How many times have you gone to feed a pandas DataFrame into a utility function form another library and it fails due to there being object columns. Maybe it was a graph from seaborn? (we’re looking at you sns.clustermaps()).
>>> sns.clustermap(
df,
method='ward',
cmap="YlGnBu",
standard_scale=1
)
TypeError: unsupported operand type(s) for -: 'str' and 'str'
So, I build a list of all the data types of my columns and filter those non numeric columns out, and pass that resulting data frame into the function that only expected numeric columns.
>>> numeric_cols = [
col
for col, dtype
in df.dtypes.items()
if dtype=='float64'
]
>>> print(numeric_cols)
['col1', 'col2']
>>> sns.clustermap(
df[numeric_cols],
method='ward',
cmap="YlGnBu",
standard_scale=1
)

As I was investigating some data relating to gene expressions in yeasts yesterday, it got me thinking. There has to be a better way. This concept of filtering a DataFrame’s columns by datatype should be common enough to be a one-liner! Well, it turns out it is, and even though I thought I had crawled to documentation enough times to be across the pandas API, it turns out there’s always a new hidden gem!
Pandas DataFrames have a built in method called select_dtypes()

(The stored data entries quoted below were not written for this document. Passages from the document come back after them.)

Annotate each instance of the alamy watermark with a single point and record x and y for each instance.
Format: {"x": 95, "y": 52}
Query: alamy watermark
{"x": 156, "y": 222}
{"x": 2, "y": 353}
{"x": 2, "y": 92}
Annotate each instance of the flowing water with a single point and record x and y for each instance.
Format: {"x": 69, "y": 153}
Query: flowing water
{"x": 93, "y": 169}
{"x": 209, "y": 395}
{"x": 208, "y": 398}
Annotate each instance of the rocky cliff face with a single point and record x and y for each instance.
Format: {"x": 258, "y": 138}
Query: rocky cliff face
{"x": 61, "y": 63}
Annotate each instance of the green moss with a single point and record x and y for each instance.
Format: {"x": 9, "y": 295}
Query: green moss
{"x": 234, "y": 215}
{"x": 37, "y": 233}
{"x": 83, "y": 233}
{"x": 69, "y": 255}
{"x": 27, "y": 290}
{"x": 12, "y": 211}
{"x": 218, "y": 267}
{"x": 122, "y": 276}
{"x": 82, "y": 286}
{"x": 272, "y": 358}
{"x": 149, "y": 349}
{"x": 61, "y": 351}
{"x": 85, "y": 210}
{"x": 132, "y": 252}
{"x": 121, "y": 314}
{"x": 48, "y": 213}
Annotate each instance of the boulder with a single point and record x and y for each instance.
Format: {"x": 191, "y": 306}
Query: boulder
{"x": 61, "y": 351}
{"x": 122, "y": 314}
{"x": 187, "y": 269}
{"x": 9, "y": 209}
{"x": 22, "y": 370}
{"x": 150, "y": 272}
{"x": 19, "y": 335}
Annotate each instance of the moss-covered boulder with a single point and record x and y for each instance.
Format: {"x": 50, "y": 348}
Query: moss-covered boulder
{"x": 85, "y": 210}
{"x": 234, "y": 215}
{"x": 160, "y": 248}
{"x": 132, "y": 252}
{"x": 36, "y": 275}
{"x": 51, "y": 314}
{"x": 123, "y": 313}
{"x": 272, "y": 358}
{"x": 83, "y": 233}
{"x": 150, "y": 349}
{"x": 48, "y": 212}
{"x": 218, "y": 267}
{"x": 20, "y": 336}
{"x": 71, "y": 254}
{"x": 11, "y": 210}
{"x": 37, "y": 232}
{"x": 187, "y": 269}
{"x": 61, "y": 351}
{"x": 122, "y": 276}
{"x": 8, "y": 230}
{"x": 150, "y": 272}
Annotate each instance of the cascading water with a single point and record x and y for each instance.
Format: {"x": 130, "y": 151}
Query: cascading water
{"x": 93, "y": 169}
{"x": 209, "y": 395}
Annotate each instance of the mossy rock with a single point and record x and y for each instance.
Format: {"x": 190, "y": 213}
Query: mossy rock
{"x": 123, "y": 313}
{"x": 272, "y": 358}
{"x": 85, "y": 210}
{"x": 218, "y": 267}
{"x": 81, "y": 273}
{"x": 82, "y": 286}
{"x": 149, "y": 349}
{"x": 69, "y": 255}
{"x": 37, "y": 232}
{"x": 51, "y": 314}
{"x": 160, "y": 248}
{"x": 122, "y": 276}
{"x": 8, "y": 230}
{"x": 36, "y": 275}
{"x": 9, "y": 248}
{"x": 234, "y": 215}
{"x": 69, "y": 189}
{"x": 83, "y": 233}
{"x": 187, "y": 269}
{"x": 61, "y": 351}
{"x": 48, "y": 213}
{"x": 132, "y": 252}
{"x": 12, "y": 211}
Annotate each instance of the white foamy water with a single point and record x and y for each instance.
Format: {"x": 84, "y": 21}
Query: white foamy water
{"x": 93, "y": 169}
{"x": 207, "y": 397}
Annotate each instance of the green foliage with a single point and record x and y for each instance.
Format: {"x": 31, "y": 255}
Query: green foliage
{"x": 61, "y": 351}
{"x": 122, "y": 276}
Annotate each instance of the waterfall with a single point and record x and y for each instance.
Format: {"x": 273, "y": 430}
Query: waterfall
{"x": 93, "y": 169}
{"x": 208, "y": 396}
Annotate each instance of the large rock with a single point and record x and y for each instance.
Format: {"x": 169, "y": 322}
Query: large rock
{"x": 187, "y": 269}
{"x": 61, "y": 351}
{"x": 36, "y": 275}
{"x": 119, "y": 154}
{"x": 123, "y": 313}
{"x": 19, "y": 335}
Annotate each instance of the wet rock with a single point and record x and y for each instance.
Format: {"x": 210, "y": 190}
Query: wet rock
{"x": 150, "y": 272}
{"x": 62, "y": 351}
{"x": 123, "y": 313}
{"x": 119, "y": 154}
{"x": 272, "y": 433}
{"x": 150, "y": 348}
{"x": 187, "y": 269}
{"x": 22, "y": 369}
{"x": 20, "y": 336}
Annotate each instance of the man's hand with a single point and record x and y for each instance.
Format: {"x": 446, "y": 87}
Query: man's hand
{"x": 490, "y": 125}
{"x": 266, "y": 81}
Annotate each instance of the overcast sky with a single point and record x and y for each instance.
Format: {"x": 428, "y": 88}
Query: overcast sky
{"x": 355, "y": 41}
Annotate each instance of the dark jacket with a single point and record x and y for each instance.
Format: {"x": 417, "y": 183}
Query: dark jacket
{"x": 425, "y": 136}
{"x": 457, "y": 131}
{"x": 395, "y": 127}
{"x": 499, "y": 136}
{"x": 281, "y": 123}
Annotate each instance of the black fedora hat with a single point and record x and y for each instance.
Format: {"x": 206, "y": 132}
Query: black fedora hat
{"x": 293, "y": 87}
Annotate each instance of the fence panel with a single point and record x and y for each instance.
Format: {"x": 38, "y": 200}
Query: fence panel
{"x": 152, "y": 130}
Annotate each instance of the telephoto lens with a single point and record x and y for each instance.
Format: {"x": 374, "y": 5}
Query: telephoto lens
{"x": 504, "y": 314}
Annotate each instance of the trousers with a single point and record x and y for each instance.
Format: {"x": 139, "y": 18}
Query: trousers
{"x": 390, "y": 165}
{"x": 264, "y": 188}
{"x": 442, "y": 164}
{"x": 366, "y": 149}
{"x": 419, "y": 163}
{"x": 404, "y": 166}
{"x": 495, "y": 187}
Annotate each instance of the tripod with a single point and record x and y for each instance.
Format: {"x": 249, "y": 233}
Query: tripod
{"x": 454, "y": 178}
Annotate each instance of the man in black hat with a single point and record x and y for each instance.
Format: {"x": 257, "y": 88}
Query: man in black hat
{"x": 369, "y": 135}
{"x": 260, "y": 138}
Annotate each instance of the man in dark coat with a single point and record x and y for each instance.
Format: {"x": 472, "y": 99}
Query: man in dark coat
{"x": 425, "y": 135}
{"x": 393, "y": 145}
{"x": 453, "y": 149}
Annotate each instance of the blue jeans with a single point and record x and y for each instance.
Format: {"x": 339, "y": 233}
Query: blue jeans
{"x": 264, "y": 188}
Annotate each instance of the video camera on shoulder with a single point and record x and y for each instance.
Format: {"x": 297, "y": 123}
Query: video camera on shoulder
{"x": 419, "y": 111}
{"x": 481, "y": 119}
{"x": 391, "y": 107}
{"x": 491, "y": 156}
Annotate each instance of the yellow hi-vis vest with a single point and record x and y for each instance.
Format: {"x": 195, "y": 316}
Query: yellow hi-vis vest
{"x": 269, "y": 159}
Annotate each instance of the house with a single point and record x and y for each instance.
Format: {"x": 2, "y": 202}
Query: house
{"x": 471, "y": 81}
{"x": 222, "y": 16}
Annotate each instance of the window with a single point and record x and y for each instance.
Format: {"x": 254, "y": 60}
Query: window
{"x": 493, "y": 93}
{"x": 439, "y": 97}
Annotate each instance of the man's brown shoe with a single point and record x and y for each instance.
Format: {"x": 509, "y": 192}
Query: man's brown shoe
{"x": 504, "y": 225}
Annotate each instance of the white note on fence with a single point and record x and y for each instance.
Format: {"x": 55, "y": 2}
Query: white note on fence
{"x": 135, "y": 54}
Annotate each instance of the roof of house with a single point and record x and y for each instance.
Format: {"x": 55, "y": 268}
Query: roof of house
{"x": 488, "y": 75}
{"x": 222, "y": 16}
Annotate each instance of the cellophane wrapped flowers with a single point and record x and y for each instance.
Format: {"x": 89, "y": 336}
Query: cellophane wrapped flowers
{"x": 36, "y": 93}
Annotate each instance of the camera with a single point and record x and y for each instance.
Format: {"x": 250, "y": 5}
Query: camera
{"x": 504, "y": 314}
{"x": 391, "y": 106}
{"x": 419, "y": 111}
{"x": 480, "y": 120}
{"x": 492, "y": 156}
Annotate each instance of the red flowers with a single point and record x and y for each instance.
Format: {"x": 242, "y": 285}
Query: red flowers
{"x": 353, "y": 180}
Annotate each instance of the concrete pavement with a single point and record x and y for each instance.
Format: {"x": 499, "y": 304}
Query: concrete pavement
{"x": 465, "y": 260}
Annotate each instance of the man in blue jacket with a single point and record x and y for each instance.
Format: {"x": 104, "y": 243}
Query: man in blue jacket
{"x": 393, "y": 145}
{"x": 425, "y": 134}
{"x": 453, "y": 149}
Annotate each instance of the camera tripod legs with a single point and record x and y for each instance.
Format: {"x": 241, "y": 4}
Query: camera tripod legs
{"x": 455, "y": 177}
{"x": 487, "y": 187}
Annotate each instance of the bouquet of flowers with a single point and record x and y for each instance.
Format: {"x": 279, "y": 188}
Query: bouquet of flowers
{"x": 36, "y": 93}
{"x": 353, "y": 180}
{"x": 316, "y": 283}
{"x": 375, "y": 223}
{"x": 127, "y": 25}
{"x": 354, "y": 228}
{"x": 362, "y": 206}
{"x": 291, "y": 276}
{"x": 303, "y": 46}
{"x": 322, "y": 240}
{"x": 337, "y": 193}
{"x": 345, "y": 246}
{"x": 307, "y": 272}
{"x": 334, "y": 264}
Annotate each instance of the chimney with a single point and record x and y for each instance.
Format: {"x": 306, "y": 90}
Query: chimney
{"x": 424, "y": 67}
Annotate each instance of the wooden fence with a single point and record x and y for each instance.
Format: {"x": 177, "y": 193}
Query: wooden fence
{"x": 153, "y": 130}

which does exactly what I wanted. And rewriting the above code to use this new (to me) function looks like the following (notice select_dtypes() takes a list, you can filter for multiple data types!):
>>> sns.clustermap(
df.select_dtypes(['number']),
method='ward',
cmap="YlGnBu",
standard_scale=1
)
I’m sure most of you are already well across this since (I did a git blame on the Pandas git repo to see when it was added: 2014 🤦). Anyway, I hope maybe someone will find this as helpful as I have. Happy coding!